Zusammenarbeit im Grenzraum
Der Gesetzesentwurf regelt auch die Überwachung und Kontrolle des Personenverkehrs über die Zollgrenze neu. Hier wird eine zeitgemässe Rechtsgrundlage für den Vollzug der bereits heute bestehenden Aufgaben des GWK geschaffen. Einige dieser Befugnisse stiessen namentlich bei den Kantonen auf Kritik. Es wird befürchtet, die neue Regelung führe zu Schnittstellen- und Zuständigkeitsproblemen mit kantonalen Polizeiorganen. Der Bundesrat will nun auf einen festdefinierten Grenzraum von 30 Kilometern Tiefe verzichten. Stattdessen soll das Gesetz das EFD verpflichten, das Einsatzgebiet der Zollverwaltung entlang der Zollgrenze zusammen mit dem jeweiligen Grenzkanton festzulegen. Die Zusammenarbeit zwischen Bund und Kantonen im Grenzraum soll - in Berücksichtigung der bereits eingeleiteten Praxis - künftig mittels öffentlich-rechtlichem Vertrag geregelt werden.
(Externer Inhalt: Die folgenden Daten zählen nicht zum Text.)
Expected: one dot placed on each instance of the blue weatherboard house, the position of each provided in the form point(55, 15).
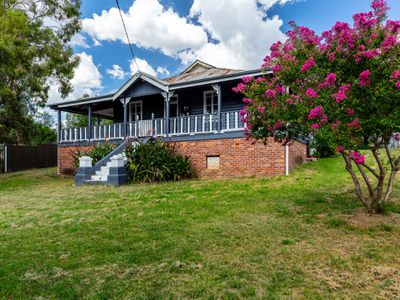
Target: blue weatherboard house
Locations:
point(196, 109)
Sofern ein Kanton seine polizeilichen Aufgaben im Grenzraum nicht mit eigenen Kräften zu erfüllen vermag, könnte er künftig das EFD ersuchen, gewisse Aufgaben dem Grenzwachtkorps gegen eine angemessene Kostenbeteiligung zu übertragen.
Trotz zahlreicher Einwände - vor allem der Kantone - möchte der Bundesrat die Totalrevision des Zollgesetzes nicht stoppen, um weitere Ergebnisse aus dem Projekt USIS (Überprüfung des Systems der inneren Sicherheit Schweiz) abzuwarten. Er ist im Gegenteil der Auffassung, dass ein erneutes Zuwarten bzw. ein Ausklammern der Bestimmungen über das Grenzwachtkorps zum heutigen Zeitpunkt nicht sinnvoll ist. Sollte das Projekt USIS nämlich grundlegende Änderungen bewirken, so wären zahlreiche weitere Rechtserlasse zu ändern, was wiederum mehrere Jahre dauern würde.